4 November 1583

The Catholic conspirator Francis Throckmorton is arrested for his part in a plot to overthrow Queen Elizabeth I. He will confess under torture and be executed in the following July.


4 November 1631

Birth at St James's Palace, London, of Mary, the eldest daughter of Charles I and Henrietta Maria. She was married to William II, Prince of Orange at the age of nine. In 1650 she gave birth to the future King William III of England.

4 November 1677

Mary Stuart marries her cousin, William of Orange.

4 November 1740

Birth in Farnham, Surrey, of Anglican clergyman and hymn-writer Augustus Montague Toplady. His best-known hymn, Rock of Ages, was published in 1776.

4 November 1839: Chaos ensues in the Newport Rising

Broiling tensions erupt into violence in south Wales

In the late 1830s, south Wales was not a happy place. Thousands lived in grinding poverty, while the government’s rejection of the People’s Charter of 1838 – which demanded the right to vote for working men – had provoked intense political discontent. In May 1839, the Chartist leader Henry Vincent had been arrested in Monmouth, and his conviction and imprisonment later that summer inflamed local opinion. By early November 1839, Welsh radicals were ready to move – and so began the last armed rebellion in British history.
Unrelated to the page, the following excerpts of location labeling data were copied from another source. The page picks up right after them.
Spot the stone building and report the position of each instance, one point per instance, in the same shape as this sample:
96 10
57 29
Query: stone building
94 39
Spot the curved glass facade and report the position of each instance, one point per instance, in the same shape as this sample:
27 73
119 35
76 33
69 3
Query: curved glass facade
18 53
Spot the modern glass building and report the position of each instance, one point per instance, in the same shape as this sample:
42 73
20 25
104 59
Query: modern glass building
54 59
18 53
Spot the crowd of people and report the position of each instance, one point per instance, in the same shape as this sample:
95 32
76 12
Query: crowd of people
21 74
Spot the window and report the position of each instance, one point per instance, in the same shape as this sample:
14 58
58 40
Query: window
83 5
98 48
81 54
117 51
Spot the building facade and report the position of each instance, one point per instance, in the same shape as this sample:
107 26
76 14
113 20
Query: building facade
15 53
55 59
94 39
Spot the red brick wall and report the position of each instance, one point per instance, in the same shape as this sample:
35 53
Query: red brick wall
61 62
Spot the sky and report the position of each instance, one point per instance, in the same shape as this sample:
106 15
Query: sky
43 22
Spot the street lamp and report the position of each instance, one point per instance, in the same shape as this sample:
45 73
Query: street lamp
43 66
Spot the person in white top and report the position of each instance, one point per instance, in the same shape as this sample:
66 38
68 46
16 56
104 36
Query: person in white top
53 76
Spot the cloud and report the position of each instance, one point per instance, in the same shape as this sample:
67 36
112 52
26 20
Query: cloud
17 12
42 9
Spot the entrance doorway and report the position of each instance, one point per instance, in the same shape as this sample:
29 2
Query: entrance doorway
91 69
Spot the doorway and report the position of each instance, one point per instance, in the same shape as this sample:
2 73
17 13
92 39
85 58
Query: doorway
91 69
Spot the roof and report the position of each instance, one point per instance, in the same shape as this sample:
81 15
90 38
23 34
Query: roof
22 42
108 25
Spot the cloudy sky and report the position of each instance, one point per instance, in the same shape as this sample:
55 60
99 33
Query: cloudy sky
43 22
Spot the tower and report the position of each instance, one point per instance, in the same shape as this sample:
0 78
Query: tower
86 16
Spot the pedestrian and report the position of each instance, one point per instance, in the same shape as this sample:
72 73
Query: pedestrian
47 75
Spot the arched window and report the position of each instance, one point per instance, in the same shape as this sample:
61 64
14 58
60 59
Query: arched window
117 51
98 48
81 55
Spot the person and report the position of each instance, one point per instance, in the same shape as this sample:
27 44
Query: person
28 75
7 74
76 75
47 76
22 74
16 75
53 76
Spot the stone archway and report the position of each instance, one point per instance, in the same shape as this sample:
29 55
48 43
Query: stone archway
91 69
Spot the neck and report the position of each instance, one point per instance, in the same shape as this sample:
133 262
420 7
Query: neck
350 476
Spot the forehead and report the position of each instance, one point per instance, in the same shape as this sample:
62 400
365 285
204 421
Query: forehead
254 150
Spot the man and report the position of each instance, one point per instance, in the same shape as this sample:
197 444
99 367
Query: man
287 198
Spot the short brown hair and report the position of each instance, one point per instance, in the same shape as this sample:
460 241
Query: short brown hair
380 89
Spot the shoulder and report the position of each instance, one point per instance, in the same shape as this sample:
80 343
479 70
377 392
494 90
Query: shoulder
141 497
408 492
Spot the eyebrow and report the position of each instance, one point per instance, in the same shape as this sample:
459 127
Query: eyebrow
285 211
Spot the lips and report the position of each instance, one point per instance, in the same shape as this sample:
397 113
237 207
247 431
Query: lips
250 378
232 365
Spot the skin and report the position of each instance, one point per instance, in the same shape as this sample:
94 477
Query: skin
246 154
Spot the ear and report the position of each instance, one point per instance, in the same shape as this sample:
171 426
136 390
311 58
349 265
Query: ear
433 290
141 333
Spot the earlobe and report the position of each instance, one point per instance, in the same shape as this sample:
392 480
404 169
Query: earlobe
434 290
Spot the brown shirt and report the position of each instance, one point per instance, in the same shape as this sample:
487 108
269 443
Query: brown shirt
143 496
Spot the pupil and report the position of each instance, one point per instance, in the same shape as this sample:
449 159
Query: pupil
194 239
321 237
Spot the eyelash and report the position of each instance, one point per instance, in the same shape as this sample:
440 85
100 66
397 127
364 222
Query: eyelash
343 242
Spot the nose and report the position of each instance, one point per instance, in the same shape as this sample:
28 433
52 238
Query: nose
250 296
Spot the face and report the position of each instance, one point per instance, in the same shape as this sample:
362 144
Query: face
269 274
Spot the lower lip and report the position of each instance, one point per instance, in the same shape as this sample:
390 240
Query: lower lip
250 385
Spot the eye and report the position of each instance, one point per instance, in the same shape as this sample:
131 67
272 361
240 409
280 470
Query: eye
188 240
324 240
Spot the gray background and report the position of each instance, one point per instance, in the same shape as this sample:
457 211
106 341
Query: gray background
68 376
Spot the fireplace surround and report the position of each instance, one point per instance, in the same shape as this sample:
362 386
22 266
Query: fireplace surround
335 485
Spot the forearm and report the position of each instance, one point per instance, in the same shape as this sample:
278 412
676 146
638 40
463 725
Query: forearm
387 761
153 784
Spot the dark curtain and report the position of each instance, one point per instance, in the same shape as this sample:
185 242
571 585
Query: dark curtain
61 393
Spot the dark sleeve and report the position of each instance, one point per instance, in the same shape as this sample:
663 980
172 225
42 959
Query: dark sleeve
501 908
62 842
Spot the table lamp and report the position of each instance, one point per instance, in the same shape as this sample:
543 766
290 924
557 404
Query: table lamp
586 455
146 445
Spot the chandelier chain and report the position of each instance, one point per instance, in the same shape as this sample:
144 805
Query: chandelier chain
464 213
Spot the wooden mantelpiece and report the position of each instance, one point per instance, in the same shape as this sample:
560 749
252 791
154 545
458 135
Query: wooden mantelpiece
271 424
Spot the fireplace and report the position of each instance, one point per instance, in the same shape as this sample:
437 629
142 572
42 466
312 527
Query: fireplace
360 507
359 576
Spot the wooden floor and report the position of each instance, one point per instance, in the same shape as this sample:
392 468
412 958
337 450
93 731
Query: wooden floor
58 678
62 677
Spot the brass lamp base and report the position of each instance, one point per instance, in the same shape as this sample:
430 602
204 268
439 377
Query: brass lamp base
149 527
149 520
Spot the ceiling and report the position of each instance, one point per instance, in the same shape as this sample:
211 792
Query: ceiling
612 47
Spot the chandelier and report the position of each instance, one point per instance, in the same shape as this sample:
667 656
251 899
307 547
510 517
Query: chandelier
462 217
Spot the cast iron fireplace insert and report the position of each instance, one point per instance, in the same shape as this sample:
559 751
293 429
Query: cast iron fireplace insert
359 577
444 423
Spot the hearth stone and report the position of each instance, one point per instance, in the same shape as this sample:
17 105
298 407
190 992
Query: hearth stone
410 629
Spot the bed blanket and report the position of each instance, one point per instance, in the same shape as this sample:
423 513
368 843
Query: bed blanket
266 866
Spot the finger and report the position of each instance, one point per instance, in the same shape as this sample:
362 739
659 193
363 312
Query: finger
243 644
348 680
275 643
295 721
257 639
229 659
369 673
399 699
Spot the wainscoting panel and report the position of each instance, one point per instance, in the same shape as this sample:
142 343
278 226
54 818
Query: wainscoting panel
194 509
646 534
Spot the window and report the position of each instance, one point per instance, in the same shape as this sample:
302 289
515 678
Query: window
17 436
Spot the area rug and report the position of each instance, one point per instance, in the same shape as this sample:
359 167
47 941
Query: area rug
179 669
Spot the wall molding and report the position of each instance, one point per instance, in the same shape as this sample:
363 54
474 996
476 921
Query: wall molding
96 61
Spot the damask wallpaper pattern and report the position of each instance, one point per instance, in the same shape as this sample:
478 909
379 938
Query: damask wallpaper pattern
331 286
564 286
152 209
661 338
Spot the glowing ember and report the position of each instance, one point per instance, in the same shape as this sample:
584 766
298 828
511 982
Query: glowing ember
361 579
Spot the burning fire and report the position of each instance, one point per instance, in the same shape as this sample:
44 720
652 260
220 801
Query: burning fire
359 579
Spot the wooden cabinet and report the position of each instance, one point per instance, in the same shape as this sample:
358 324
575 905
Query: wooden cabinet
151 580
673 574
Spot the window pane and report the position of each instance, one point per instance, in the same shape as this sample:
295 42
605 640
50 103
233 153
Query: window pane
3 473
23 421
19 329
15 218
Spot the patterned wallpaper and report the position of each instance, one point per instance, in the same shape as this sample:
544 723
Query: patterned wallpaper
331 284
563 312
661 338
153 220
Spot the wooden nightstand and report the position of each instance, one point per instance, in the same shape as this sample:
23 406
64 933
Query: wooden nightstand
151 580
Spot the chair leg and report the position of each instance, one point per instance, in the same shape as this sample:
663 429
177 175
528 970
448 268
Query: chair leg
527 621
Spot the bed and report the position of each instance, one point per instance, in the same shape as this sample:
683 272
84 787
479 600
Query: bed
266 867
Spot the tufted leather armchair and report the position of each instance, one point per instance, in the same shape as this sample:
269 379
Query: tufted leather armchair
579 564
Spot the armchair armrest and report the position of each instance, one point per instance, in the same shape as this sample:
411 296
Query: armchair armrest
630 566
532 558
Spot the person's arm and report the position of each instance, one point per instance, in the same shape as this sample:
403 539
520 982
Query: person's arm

Sunday 3 November was a day of rising tension. Down the valleys streamed thousands of marchers, although pouring rain meant that the turnout was smaller than the organisers had hoped for. In Newport, the authorities, anticipating trouble, swore in 500 special constables and stationed dozens of soldiers at the Westgate Hotel, where they were reported to be holding Chartist prisoners. But it was not until the small hours of the next morning that the Chartist march, now at least 7,000 strong, arrived in the town.

What followed was bedlam. Having divided into two vast streams, the crowd reunited in front of the Westgate Hotel, where the guests would usually have been eating breakfast. After a great deal of shouting and cheering, they promptly laid siege to the hotel. Gunshots echoed back and forth between armed demonstrators and the soldiers within: “Nothing,” one observer told The Times, “can heighten the horror of the scene at this moment.” The town’s mayor, who attempted to read the Riot Act, was badly wounded by Chartist musket-fire, but the soldiers' superior discipline and firepower won the day. By the time the radicals fell back, 22 had been killed and dozens were injured. The rising’s leaders were sentenced to death by hanging and quartering, commuted to transportation to Tasmania for life. Newport’s mayor, however, ended up with a knighthood. | Written by Dominic Sandbrook


4 November 1979

Militant Islamic students took 66 Americans hostage after storming the US embassy in Teheran. Two weeks later 13 women and African-Americans were freed and a 14th was released in July 1980. The remaining 52 were held until January 1981.